Of his mural design, Mr. Melanson says there’s “a whole ecosystem on this wall of praying mantises, grasshoppers and monarch butterflies. And they’re all really cool, especially the praying mantis.”
He has similar thoughts to Miss Williams regarding the prospective impact of the murals on Glens Falls. “I think it’s going to help the whole city grow substantially into the next phase,” he said. “It’s time to grow up, and that’s what Glens Falls is doing.”
He calls the project “progressive and cool, and Glens Falls should be proud to be supporting the arts in this way.”
He says, “Thanks for having me. Thanks for inviting me down and letting me do my thing.
What makes GF unique?
Mr. Melanson said he has painted murals “from coast to coast.”
Asked what has made painting a mural in Glens Falls unique, he says, “I like the old architecture.”
Also, “this is definitely the most active, as far as traffic going by both foot and car traffic.
“Everyone’s been super kind and supportive — yelling and honking. And I think that’s, like, really awesome. This is by far the most people I’ve had watching me paint all day, and it feels good when people are telling you, you’re doing something cool, it’s making them happy.”
“That’s the whole point,” he said.
“Now we’re all giving each other high fives.”
Jesse Melanson’s mural
“The original artwork,” said Jesse Melanson, had a “50 foot moose,” which he said he was excited to paint because he thought “it would look really cool.” He said he was asked to “switch up the content,” which resulted in the Hot Air Balloon Festival design.

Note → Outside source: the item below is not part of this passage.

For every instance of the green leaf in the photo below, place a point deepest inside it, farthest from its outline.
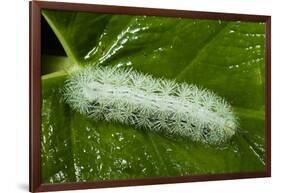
(226, 57)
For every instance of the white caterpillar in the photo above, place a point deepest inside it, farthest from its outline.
(128, 97)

“In the end,” Mr. Melanson said, “it’s not just about me, it’s about the community…I’m just here to translate the ideas into a vision.”
Privately funded mural on Maple St.
Glens Falls artist Esmond Lyons, commissioned by building owner Eric Unkauf to paint a mural on Maple Street, declined to be interviewed by the Chronicle.

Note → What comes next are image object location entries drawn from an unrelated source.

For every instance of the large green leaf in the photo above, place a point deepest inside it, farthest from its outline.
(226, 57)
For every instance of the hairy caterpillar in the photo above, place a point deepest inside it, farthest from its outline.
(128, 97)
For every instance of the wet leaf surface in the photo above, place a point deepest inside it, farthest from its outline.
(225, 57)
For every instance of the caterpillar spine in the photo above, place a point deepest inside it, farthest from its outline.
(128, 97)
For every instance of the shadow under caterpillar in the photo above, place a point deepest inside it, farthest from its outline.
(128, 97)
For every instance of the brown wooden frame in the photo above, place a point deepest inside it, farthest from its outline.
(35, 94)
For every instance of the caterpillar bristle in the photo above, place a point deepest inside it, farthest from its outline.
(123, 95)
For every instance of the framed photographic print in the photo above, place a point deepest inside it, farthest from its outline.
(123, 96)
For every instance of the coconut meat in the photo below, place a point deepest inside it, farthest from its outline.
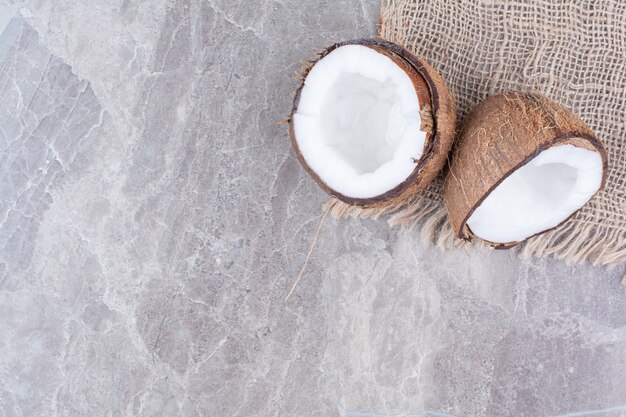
(539, 195)
(357, 124)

The mural draws on the Hyde Collection’s Rembrandt work, “Christ with Folded Arms.”
Mr. Lyons told The Chronicle his mural is “entirely funded by Eric Unkauf and myself. No public funds are being used…He has invested a small fortune into repairing that wall.”

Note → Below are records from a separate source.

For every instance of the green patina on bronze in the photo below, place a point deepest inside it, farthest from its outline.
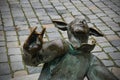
(67, 60)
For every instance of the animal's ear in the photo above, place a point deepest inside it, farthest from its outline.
(87, 47)
(60, 25)
(95, 32)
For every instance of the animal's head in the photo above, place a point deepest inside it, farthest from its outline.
(78, 31)
(32, 46)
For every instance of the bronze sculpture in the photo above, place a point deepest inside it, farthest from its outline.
(66, 60)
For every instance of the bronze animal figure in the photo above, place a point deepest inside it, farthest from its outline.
(66, 60)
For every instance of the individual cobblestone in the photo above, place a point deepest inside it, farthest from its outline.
(4, 68)
(20, 73)
(115, 55)
(17, 66)
(5, 77)
(15, 58)
(108, 62)
(3, 57)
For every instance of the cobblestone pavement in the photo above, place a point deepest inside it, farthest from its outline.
(16, 16)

Mr. Lyons said, “The so-called arts organization that received $84k in public funding has nothing at all to do with this project…Despite numerous inquiries from me they have not responded at all. In the spring I gave them a half dozen proposals as per their guidelines and they never even had the courtesy to answer.”
“Thank you for the opportunity to talk about my work,” Mr. Lyons said. “That’s all I have to say at this time.”
— Sophia Afsar-Keshmiri
Mural planned, side of the Wood Theater
side of the Wood Theater. She said it was originally planned for the Apostolic Christian Fellowship on Warren Street, but that building falls outside the DRI zone.
The Arts District hopes still to fund that one separately.
Proposals for a Wood Theater mural were due by August 26.
Ms. Austin said they hope to have that one completed “by the end of this year,” before it’s too cold to paint.
Ms. Austin says that murals are the property of the building owner, but there’s an understanding that they will be maintained by the Arts District at least for the next five years.